GUEST BLOGGER: How to Make Raw Date And Nut Squares by Raw Michelle
Raw Michelle is founder of RawFoodHealthWatch.com, bringing raw news, information and recipes for beginners and veterans of the world of raw food.
If you are fond of sweets, much like the majority of individuals on Earth, but you are also trying to somehow integrate them into a healthy, organic diet - then the raw date and nut squares recipe is the perfect thing for you!
Raw date and nut squares are sweet, crunchy, healthy and delicious, and can easily be prepared with a food processor. Unlike any other commercially available processed sweets, this desert can actually benefit your health and provide you with valuable complex sugars that have a low GI and are slowly released into the bloodstream, for a steady influx of energy throughout the day.

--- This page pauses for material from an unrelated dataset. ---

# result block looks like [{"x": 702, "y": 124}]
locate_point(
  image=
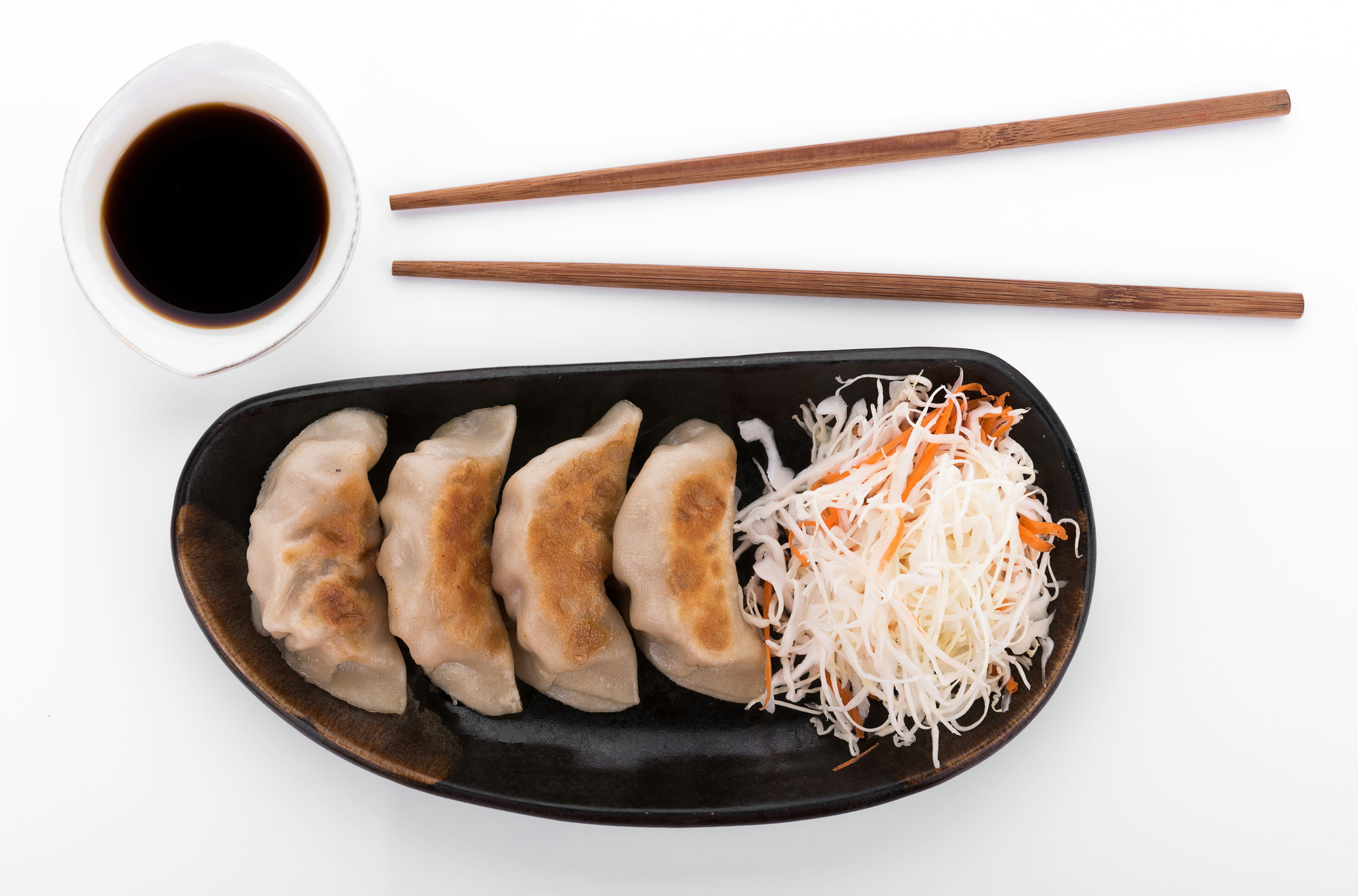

To make this wonderful dessert, your primary ingredients will be a selection of nuts, oats and dry dates - all of them excellent sources of essential fatty acids, dietary fiber, carbohydrates, minerals and vitamins.
The squares consist of a crispy crust and a subtle date filling. To prepare the crust, you will be needing one cup of raw almonds, half a cup of raw cashews, half a cup of raw pistachios, one and a half cup of raw oats, 10 dry dates, pitted and chopped, as well as half a cup of coconut oil. The type of oil used is important in the preparation process, as it can alter both the flavor and texture of the squares. However, any type of oil can be used to turn the nuts into a soft paste that sticks. The almonds, cashews and pistachios should be blended together in the food processor for a few minutes, then the oats and oil can be added to begin forming the dessert base. To test how well the mixture sticks together, you can squeeze some of it gently between your fingers. If it crumbles easily, then you should add a bit more oil and process the nuts and oats a little longer. Next, set two thirds of this “dough” into a tray coated with tinfoil, and put one third aside. To evenly distribute the dough, press hard on it with either your hand or the back of a spoon, until a wide and thick crust is formed on the bottom of the tray.
For the filling, you should process around 40 dates with half a cup of water, until you obtain a soft and smooth paste. Make sure, however, that the paste has a low enough viscosity to easily be spread with a spoon over the crust, but that it also isn’t too runny as to drip off the crust. Finding just the right texture for the filling may require a few shots at this recipe, nevertheless, you can easily control the process by gradually adding in water as you blend the dates. After the filling is whipped up, evenly spread it over the crust and seal everything off with the remaining crust mixture you had set aside earlier. The dessert should now look like a large date and nut sandwich! Using a sharp knife, carefully divide it into bite-size squares, then store it in the refrigerator for 6 to 8 hours. As it cools, the mixtures harden and the squares can be easily separated and served. If you don’t end up eating them all on the spot, note that you can keep them in the fridge, in an air-tight container, for a good few days. Enjoy!